Maxi frode fiscale, blitz della Gdf: di nuovo nei guai “Lady dentiera”

Si estende dalla Lombardia all’Emilia Romagna, dal Veneto all’Abruzzo, la maxi operazione della Guardia di Finanza di Varese anti frode fiscale scattata questa mattina all’alba e che, da quanto trapela, al momento starebbe dando esecuzione ad almeno dodici ordinanze di custodia cautelare emesse dal Gip del Tribunale di Varese, nell’ambito di un’indagine che prevede contestualmente anche sequestri preventivi di beni per cento milioni di euro. Operazioni e cifre che danno chiaramente l’idea della portata dell’inchiesta, coordinata dal Procuratore Capo di Varese Daniela Borgonovo, e per cui – come detto in apertura – si stanno eseguendo perquisizioni in diverse regioni del Nord, nord est e centro Italia. 

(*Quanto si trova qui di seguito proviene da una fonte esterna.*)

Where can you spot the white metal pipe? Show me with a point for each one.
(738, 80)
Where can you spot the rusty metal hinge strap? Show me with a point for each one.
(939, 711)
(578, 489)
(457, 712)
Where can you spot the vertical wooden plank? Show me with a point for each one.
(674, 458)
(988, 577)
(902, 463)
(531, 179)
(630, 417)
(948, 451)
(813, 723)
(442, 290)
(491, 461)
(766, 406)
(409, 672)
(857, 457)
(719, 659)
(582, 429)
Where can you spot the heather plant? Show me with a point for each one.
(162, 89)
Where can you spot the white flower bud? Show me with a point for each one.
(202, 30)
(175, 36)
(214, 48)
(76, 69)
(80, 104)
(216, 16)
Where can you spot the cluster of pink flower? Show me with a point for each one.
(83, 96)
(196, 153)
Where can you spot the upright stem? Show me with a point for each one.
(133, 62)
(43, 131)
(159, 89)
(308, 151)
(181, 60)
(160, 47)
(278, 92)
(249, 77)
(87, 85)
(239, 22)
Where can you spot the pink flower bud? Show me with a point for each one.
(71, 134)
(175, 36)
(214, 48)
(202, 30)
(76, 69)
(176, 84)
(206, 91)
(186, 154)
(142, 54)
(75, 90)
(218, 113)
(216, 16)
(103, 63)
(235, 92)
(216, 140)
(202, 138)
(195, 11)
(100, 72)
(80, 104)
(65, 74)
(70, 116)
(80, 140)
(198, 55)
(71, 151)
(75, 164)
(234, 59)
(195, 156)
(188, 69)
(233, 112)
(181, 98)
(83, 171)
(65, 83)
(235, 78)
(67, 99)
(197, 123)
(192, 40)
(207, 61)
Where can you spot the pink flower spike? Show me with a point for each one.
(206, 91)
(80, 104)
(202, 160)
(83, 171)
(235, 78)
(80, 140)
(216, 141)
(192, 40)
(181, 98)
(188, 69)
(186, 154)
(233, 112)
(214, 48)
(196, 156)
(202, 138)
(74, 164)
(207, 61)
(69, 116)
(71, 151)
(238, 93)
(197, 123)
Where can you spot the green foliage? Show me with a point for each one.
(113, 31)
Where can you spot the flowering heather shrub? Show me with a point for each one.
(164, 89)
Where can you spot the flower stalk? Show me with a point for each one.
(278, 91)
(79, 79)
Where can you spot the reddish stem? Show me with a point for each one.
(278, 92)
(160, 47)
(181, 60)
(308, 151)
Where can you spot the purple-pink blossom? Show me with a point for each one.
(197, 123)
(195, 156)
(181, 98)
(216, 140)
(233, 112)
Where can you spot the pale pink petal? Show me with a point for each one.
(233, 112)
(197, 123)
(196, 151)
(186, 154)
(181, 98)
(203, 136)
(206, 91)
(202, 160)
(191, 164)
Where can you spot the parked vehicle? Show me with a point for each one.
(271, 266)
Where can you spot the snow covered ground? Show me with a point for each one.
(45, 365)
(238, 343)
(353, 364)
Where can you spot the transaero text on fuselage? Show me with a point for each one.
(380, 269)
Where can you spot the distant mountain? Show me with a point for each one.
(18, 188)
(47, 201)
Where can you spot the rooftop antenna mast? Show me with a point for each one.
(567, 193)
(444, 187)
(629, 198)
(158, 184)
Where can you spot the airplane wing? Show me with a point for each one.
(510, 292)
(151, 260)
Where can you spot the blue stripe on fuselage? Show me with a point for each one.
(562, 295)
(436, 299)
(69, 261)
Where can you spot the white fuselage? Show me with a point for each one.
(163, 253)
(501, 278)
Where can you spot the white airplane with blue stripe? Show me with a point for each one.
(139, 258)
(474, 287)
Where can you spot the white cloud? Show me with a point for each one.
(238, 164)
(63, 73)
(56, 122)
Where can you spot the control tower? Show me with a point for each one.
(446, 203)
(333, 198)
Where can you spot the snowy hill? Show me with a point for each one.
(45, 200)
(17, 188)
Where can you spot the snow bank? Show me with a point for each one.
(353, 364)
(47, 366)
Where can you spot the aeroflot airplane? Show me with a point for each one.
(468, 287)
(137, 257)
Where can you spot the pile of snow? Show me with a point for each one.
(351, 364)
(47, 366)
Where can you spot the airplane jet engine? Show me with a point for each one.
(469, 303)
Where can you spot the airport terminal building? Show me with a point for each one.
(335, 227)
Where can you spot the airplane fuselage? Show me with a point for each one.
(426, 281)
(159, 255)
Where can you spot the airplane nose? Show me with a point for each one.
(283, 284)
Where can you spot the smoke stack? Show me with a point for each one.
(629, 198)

Nei guai “Lady dentiera” e il suo commercialista 

Intanto, su ordine della Procura di Monza, i carabinieri di Milano e la Gdf di Monza hanno sequestrato a Maria Paola Canegrati, nota imprenditrice brianzola attiva nel campo odontoiatrico – e conosciuta come la “zarina” dell’odontoiatria lombarda – e al suo commercialista beni e conti correnti per un valore complessivo di circa 2,5 milioni di euro. “Lady dentiera” – altro nomignolo con cui la donna  stata ribattezzata – risulta coinvolta nell’inchiesta denominata Smile sulla corruzione negli appalti all’ex Azienda Ospedaliera di Desio e Vimercate, ed è già condannata a 4 anni e 2 mesi di reclusione. In base a quanto fin qui ricostruito dalle Fiamme gialle, che ha rivelato oggi anche altri sviluppi addebitabili sempre all’imprenditrice lombarda, gli averi in oggetto sarebbero riconducibili a due società operanti nel settore dell’odontoiatria, di cui l’indagata risultava amministratore unico. Dunque, i reati contestati alla donna e al suo commercialista sono dichiarazione fraudolenta mediante uso di fatture o altri documenti per operazioni inesistenti, per un importo pari a oltre 445.000 euro, e fatture false pari a oltre 1,8 milioni; truffa e tentata truffa aggravata, commessa mediante l’artificiosa duplicazione di prestazioni odontoiatriche; appropriazione indebita, con prelievi ingiustificati dalle casse delle società a lei riconducibili e acquisti di beni mediante l’utilizzo di carte di credito aziendali per 2,6 milioni di euro. 

Gli sviluppi dell’inchiesta dopo l’arresto dell’imprenditrice

Dunque, da quanto fin qui trapelato sull’inchiesta e sui suoi ultimi aggiornamenti, i militari del Nucleo Investigativo del Comando Provinciale Carabinieri di Milano e quelli del Nucleo Operativo del Gruppo Guardia di Finanza di Monza hanno eseguito un sequestro preventivo d’urgenza alla Canegrati e al suo commercialista e consulente bergamasco – nonché, come detto – a due società operanti nel settore dell’odontoiatria, di cui l’indagata era amministratore unico – mentre la misura cautelare emessa dalla procura di Monza scaturisce dagli ulteriori approfondimenti svolti dopo l’arresto della imprenditrice, che hanno consentito di dimostrare come la stessa si fosse resa responsabile di dichiarazione fraudolenta tramite farther per operazioni inesistenti, truffa e tentata truffa aggravata commessa mediante l’artificiosa duplicazione di prestazioni odontoiatriche soggette a rimborso da parte del Servizio Sanitario Regionale.